In Ghana and across many African States, the people—through the instrumentality of law or their respective Constitutions— have constituted their presidents trustees of the natural resources to be held in trust for the benefit of the people. With a few exceptions, mineral resource governance in Africa has been horrendous: Many African States have failed to leverage their natural resource endowments as a catalyst for much-needed socioeconomic development.

This Article analyzes the 1992 Constitution of the Republic of Ghana which provides that all public lands and natural resources in Ghana shall be vested in the President on behalf of, and in trust for, the people of Ghana. The question of whether the vesting of the ownership of all natural resources in the President designates the President as a fiduciary in the utilization and management of these resources was addressed in the 1994 case Adjaye v. Attorney General. The Adjaye Court held that the trust created by the Constitution concerning natural resources was not an enforceable trust and that citizens of Ghana lacked locus standi to sue the government on the basis of that trust.

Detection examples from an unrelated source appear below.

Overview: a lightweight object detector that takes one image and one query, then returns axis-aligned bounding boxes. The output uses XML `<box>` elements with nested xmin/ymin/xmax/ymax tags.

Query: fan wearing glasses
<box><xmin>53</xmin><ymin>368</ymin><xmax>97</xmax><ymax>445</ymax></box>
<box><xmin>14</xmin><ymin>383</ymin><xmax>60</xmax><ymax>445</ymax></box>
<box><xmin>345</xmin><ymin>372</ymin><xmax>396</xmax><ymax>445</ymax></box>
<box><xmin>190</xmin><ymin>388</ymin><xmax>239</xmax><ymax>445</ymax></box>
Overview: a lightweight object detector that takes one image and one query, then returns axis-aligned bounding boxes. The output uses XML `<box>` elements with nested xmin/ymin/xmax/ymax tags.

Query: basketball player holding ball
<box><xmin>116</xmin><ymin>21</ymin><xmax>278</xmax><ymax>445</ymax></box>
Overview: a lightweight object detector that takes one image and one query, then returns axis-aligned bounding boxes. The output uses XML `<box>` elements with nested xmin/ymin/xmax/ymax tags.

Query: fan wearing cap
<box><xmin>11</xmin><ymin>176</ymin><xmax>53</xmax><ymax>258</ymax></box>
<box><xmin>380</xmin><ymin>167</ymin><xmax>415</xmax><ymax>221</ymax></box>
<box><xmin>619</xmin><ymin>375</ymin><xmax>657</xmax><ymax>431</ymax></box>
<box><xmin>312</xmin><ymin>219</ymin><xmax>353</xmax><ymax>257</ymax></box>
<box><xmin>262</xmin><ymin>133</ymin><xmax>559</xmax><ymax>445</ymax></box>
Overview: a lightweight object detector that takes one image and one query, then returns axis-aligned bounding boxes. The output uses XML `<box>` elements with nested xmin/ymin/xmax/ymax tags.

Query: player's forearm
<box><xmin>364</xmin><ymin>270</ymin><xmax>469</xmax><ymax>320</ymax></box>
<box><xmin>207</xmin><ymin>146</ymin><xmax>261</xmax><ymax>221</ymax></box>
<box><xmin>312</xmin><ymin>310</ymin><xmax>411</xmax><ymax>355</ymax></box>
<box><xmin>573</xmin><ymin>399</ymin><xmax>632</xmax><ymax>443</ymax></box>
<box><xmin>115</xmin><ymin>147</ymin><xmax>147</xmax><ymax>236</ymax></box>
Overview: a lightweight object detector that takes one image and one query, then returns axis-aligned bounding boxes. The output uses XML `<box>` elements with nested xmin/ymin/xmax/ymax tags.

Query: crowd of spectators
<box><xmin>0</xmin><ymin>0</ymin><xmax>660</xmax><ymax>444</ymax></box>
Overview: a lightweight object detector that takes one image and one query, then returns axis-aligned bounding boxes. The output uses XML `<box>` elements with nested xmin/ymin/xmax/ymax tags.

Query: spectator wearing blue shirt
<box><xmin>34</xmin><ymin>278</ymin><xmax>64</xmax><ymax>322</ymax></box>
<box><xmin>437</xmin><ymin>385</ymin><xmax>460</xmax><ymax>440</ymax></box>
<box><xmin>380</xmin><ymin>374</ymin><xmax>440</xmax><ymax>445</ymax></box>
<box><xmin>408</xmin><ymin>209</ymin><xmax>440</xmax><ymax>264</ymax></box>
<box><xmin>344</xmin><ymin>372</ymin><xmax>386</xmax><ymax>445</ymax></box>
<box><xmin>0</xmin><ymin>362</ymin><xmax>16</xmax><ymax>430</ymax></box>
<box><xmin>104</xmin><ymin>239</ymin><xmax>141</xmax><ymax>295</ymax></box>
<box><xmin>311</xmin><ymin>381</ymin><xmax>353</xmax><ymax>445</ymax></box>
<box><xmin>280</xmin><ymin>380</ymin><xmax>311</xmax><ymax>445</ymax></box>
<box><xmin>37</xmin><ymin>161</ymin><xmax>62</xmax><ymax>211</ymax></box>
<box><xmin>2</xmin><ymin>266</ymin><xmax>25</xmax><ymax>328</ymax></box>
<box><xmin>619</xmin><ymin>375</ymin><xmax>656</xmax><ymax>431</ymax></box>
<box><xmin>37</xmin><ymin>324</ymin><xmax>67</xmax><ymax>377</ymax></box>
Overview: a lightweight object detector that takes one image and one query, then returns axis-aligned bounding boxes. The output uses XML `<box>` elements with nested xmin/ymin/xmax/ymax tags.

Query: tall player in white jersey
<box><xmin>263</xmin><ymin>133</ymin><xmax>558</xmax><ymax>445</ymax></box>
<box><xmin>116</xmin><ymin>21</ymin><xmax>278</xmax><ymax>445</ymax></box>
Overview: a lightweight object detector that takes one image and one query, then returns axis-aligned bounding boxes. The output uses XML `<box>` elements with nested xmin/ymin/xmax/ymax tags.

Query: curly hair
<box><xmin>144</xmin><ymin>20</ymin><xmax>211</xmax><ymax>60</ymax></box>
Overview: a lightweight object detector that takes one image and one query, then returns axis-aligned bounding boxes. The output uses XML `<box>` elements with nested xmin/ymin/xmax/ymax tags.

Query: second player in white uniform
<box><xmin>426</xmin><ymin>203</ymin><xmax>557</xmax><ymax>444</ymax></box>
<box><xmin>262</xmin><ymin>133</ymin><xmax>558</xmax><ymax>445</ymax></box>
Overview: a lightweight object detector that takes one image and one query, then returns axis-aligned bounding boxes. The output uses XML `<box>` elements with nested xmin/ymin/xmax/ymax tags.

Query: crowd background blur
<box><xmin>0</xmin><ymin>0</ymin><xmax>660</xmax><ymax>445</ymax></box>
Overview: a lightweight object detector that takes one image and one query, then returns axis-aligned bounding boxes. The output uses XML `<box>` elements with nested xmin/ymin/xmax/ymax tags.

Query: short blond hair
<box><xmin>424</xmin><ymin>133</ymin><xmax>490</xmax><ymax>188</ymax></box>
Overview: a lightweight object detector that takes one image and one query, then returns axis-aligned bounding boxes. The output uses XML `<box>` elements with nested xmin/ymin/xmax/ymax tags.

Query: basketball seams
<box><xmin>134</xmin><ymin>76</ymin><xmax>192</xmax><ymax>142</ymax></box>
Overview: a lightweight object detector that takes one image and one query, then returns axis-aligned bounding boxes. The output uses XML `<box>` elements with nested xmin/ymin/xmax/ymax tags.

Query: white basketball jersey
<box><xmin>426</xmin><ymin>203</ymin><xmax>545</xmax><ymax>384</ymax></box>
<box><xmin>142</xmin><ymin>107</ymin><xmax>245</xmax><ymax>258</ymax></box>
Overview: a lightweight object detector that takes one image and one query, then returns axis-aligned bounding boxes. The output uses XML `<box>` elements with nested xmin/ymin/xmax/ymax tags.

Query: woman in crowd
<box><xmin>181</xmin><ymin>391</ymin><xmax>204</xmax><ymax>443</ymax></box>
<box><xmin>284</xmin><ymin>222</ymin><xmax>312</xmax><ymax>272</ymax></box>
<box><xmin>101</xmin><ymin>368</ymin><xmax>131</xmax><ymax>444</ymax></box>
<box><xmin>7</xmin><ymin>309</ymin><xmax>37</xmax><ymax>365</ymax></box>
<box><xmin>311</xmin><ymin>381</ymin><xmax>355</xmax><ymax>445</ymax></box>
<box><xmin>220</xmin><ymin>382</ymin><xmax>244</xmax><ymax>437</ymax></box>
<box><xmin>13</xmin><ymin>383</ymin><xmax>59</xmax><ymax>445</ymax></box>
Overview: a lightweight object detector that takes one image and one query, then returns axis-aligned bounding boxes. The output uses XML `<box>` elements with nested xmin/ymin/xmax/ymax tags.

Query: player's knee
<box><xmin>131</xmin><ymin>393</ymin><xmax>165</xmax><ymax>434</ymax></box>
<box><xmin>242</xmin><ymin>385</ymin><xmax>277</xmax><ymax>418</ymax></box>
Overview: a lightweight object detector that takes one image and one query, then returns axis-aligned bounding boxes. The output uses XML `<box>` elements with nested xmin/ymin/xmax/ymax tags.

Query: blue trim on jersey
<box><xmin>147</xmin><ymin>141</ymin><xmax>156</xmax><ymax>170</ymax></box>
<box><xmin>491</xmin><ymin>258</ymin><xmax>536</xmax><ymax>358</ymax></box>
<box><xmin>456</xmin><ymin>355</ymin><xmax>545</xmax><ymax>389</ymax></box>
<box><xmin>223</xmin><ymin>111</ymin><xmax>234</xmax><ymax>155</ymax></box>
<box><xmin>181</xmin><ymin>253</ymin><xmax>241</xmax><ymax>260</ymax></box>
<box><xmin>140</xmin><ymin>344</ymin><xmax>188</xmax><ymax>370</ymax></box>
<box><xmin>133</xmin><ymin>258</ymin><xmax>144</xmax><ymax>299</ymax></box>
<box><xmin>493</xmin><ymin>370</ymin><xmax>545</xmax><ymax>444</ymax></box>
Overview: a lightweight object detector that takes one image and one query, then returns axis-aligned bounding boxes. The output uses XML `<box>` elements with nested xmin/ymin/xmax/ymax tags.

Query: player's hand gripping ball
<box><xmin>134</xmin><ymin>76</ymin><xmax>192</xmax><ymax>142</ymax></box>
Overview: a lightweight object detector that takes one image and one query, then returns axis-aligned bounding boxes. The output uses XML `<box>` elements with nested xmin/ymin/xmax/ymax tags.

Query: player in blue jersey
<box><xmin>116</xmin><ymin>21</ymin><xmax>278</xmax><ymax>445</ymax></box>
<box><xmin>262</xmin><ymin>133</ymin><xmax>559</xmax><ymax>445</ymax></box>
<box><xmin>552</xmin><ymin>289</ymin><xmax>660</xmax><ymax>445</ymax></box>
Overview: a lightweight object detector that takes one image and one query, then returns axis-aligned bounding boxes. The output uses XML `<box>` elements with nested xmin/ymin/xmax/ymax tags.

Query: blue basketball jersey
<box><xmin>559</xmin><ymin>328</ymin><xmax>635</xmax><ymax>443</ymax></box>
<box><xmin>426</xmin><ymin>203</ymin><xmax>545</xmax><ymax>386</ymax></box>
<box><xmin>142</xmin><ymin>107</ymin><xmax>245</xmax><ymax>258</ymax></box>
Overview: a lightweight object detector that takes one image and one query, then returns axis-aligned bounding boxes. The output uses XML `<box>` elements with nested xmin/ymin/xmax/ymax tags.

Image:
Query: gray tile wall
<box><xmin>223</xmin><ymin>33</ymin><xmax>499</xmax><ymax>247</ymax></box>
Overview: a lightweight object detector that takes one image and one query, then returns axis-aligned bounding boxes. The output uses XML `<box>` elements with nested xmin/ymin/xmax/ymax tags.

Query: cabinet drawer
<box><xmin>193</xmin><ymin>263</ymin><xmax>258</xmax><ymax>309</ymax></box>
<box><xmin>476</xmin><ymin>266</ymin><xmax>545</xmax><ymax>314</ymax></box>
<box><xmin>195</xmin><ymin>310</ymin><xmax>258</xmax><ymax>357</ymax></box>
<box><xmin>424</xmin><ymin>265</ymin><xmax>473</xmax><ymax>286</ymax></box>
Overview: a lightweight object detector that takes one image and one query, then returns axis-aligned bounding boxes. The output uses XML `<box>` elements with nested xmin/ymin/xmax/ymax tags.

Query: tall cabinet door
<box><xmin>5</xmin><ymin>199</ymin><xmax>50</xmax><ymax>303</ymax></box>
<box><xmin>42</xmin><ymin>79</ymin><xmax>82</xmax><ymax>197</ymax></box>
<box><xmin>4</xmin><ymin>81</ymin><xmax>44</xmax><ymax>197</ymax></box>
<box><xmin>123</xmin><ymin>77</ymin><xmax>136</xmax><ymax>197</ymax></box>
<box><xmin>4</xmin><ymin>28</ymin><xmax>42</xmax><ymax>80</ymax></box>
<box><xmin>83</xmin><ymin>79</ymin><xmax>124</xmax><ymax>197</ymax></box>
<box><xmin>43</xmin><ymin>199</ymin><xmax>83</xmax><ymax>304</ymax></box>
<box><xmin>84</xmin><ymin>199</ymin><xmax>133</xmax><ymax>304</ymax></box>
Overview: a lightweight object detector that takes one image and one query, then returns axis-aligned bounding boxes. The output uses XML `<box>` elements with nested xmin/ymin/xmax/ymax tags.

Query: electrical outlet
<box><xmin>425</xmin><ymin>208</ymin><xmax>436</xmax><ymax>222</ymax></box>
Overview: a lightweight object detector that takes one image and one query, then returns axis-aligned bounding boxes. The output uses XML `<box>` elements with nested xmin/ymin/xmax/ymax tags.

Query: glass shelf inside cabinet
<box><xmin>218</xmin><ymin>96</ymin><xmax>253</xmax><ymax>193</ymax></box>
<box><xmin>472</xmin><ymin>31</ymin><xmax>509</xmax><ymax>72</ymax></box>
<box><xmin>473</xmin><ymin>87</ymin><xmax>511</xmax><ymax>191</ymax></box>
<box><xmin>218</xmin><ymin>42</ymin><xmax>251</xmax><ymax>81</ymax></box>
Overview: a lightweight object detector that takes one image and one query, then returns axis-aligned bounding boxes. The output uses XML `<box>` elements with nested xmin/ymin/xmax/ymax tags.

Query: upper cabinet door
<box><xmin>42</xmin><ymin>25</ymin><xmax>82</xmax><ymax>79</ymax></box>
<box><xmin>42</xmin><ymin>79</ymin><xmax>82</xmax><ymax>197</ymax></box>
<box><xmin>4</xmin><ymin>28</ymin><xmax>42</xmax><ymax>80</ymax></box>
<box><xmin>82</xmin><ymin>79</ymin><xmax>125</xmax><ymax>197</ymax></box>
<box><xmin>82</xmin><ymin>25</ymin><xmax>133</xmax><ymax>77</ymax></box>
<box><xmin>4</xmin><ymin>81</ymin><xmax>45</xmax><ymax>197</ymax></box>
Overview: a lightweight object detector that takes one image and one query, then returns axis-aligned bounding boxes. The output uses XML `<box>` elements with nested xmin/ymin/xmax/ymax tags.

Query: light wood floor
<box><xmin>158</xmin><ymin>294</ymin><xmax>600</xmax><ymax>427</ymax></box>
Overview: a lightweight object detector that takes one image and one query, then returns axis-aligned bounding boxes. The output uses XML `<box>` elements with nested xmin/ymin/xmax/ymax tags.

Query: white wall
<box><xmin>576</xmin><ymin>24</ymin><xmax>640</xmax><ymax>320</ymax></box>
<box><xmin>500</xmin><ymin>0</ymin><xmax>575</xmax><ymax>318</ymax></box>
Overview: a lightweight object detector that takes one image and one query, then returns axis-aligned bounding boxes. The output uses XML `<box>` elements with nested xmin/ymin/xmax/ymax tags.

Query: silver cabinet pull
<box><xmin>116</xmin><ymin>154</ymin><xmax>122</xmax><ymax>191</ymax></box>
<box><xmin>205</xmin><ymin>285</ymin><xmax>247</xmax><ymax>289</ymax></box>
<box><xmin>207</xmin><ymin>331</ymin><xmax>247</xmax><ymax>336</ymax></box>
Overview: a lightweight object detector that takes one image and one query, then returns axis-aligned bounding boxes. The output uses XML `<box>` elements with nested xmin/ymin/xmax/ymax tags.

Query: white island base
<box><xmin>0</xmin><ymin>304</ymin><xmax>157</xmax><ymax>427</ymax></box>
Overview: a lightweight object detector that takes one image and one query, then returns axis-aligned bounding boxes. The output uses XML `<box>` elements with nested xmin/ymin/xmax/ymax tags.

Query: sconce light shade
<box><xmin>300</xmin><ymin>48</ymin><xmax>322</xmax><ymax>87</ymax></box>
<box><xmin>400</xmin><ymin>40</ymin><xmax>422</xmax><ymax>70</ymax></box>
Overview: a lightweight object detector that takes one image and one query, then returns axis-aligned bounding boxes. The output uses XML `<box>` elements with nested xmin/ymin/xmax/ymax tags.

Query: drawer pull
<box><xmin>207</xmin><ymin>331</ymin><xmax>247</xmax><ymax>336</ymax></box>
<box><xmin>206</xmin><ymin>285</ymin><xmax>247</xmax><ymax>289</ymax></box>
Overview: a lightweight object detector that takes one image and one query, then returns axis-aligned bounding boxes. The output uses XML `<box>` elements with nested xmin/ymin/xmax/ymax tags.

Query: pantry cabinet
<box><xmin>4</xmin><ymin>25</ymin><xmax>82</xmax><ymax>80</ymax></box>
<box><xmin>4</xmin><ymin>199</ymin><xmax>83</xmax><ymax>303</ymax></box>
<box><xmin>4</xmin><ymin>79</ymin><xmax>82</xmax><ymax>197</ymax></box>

This Article argues that contrary to the decision in Adjaye, the 1992 Constitution does require the President of Ghana to act as trustee having a heightened and enforceable fiduciary duty to manage the people’s trust. This Article will further explore institutional innovations for streamlining mineral resource governance, specifically how and to what extent the Public Trust Doctrine (“PTD”) developed by U.S. courts could be used to promote and enhance mineral resource governance in Ghana.